Les atrophies et hypotrophies mammaires

Chirurgie de l’atrophie mammaire, de la ptose mammaire

Après un amaigrissement important, ou parfois après les allaitements, la glande mammaire s’atrophie : elle fond. Cette atrophie peut aussi s’observer par non développement à la puberté : on parle alors d’aplasie. Si l’étui cutanée est adapté à ce petit volume, sans ptose mammaire surajoutée, la reconstruction mammaire s’effectue par mise en place d’un implant mammaire ou prothèse mammaire. Ce matériel ne gène pas la surveillance et le dépistage, le cas échéant le traitement, des maladies du sein. Il n’est pas reconnu, scientifiquement, responsable de signes ou de quelque maladie que ce soit. Les implants sont tous fabriqués avec du silicone. Les implants au sérum aussi, mais ces derniers sont remplis avec un liquide très fluide « eau + molécules de chlorure de sodium (sel) dissoutes », l’usure et les plis perçus à l’extérieur, ainsi que les dégonflements sont fréquents avec ce type d’implant.
Une autre évolution possible, pour tous les types d’implant mammaire, est la création par l’organisme d’une barrière d’isolation trop épaisse et trop dure, vis-à-vis du corps étranger représenté par l’implant. Cette barrière est fibreuse, faîte de fibre collagène : elle est perceptible avec dureté, gène et modification de l’aspect du sein dans moins de 4 % des cas (rétraction ou coque).

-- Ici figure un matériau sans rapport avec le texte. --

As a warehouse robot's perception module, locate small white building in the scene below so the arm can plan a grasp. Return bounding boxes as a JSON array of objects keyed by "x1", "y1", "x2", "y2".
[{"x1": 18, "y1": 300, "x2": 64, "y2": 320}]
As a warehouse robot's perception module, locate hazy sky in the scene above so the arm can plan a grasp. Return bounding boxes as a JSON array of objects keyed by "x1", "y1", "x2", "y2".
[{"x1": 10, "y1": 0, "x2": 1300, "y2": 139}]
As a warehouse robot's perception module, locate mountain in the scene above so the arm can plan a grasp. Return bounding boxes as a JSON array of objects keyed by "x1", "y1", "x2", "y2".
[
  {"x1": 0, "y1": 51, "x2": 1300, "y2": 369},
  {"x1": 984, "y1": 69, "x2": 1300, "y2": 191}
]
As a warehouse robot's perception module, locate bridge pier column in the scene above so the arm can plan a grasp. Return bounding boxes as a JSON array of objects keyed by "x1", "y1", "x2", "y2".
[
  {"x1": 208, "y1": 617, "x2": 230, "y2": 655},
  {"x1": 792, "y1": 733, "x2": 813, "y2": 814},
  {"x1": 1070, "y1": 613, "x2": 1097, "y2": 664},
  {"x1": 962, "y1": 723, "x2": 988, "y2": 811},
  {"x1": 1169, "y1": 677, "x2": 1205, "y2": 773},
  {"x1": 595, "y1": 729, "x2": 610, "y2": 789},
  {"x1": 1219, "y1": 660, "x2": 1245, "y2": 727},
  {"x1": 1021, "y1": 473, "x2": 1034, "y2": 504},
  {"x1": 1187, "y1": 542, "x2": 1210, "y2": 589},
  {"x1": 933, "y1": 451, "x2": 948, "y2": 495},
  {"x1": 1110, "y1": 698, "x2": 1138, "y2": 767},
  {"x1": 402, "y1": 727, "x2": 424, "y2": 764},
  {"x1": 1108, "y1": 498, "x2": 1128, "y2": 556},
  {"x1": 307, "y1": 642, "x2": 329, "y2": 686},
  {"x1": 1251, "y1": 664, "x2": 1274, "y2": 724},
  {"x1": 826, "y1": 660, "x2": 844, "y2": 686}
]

Mais, en pratique le résultat des implants mammaires est très satisfaisant dans plus de 90 % des cas. Ces implants s’useront peu à peu, sans possibilité d’auto-renouvellement, contrairement au reste du corps et il faudra les changer…L’implant est introduit dans un espace créé en dehors de la glande, soit sous le muscle pectoral, soit sous la glande mammaire elle même, devant le muscle. La voie d’introduction est discrète, invisible sur le sein, car réalisée au sommet de l’aisselle.
Les incisions au pourtour de l’aréole, dans l’aréole ou dans le sillon sous mammaire restent entachées d’un risque de cicatrisation vicieuse, alors visible sur le sein. Dans le passage par l’aisselle, il s’agit du seul cas avec la lipoaspiration où la chirurgie de la silhouette ne s’accompagne pas de cicatrice visible.Le choix des volumes et position des implants est déterminé lors des consultations.
Si en plus de l’atrophie mammaire existe une ptose mammaire importante, la mise en place d’un implant mammaire sans cure de ptose associée ne donne pas un résultat correct sur la forme du sein. Il faut alors associer, dans le même temps chirurgical, une chirurgie de remodelage avec ablation et redrapage cutané : il existera des cicatrices de type plastie mammaire.